AUGUSTA, Maine — Gov. Paul LePage’s recent sharp criticism of the state public education systems, based on a national study conducted by Harvard University’s Program on Education Policy and Governance, spurred an equally sharp response from the Maine School Management Association, one of the organizations the governor suggested was to blame.
In a July 19 letter to LePage, MSMA Executive Director Dale Douglass asserted that the governor left out some relevant information from the Harvard report, which analyzed data from the National Assessment of Educational Progress.
In an association bulletin also dated July 19, which Douglass provided to the governor along with his letter, MSMA argued that LePage’s “recent criticism of Maine schools leaves out some facts on student achievement … most notably that students here are achieving well above the national average.”
Maine ranks in the top tier on the test the Harvard report cited, according to MSMA. Though Maine has not made big gains in test scores in recent years, the Harvard report notes that status “could be a result, in part, of the state’s early success.”
Among the data from the test MSMA cites are:
• Maine eighth-graders scored higher than most of the nation’s students in science on the test in 2011, with only five states scoring higher than Maine.
• In reading, Maine eighth-graders were in the top 10 among states.
• Eighth-graders were tied for sixth in the nation on writing scores from 2007, the most recent test data available.
• Maine fourth-graders were tied for fifth-place in the most recent science test.
LePage also pointed to the state’s 83.7 percent high school graduation rate in his letter criticizing Maine education results, but MSMA notes that the national average is around 75 percent.
“Given the tone and nature of your comments,” Douglass wrote the governor, “MSMA believed it worthwhile to do factual research concerning Maine’s rankings. We ask that you read and review this material carefully.”
In his letter, Douglass also suggested that LePage aimed his criticism of Maine schools at MSMA, which represents school boards and superintendents; the Maine Education Association, representing teachers; and the Maine Principals Association.
“Clearly you continue to be driven by the four educational associations’ opposition to your charter [school] and choice legislation,” Douglass wrote.
In the bulletin publication, MSMA said, “The bottom line is that charter schools will take away badly needed funding from public schools even though research shows they will not improve student achievement.”
The governor did not back down from his statements on Friday. During a job creation workshop in the morning at Northern Maine Community College in Presque Isle, he briefly addressed what he felt were problems in the educational system.

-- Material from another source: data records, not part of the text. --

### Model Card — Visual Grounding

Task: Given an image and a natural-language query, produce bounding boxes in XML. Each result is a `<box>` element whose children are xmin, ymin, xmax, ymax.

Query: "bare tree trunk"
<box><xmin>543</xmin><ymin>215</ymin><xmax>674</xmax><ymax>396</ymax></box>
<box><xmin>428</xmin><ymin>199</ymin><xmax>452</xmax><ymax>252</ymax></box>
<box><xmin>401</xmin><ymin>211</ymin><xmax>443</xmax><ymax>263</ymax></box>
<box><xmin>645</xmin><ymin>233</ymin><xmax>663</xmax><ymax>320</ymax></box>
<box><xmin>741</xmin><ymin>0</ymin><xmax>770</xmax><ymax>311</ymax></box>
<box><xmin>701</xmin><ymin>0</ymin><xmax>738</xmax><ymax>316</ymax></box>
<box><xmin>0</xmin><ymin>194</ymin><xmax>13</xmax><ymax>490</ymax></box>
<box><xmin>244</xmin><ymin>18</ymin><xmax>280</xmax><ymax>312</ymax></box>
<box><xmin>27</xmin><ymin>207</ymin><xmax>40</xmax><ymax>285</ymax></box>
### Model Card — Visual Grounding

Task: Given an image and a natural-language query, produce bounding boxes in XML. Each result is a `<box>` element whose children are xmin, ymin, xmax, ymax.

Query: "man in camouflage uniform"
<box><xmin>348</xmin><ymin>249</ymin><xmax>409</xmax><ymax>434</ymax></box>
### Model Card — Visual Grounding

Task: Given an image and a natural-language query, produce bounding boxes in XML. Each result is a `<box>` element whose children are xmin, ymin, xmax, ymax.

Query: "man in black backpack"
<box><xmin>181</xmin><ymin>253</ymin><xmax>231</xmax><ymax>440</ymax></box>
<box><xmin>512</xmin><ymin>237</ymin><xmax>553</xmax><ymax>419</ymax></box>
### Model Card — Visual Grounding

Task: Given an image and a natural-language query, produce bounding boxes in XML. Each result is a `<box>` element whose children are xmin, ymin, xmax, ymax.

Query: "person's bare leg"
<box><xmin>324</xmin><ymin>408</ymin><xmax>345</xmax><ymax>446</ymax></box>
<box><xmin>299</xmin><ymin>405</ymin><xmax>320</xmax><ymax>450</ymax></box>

Unions, the governor told those assembled, “want their dues” and “don’t really care about teachers.” He also said that superintendents were saying that they needed more money in their districts, despite the fact that Maine spends $15,000 per year per student. The national average is $10,000 per year per student, according to LePage.
Then in the text of his upcoming Saturday radio address, released Friday afternoon, the governor reiterated his concern about the Harvard report, saying it “indicates that Maine is next to last in student achievement compared to 40 other states … [which is] why my administration is standing up against the status quo of union bosses, superintendents and principals association.
He also continued to push for school choice: “The status quo is not putting our students or our teachers first and only a commitment to change will improve results. It is critical Maine offers more opportunities in the form of school choice and teacher development and training.”
David Connerty-Marin, spokesman for the Department of Education, also noted Friday in an email that though Maine is scoring high on the tests — a fact the governor’s press release conceded — “It’s not like Maine’s getting a 97 on a 100 point test. We still have 50 percent of our students not proficient in reading and math in high school. We’re making almost no progress over 20 years. So, we’re near the top of what? A very low hill.”
Other states and countries have made bigger achievement gains than Maine, Connerty-Marin wrote. To match those gains, “We need to steal those best practices, especially by focusing on effective teachers, rigorous standards and more choices for students and families.”
Douglass, in his letter to LePage, reminded the governor that MSMA worked with the administration on legislation “dealing with the teacher probationary period, teacher and principal evaluations.” He also credited Education Commissioner Stephen Bowen for putting together “some very effective work groups to deal with issues that will help improve student achievement.”
Douglass suggested the governor sit down and meet with the associations he criticized.
BDN writer Jen Lynds contributed to this report.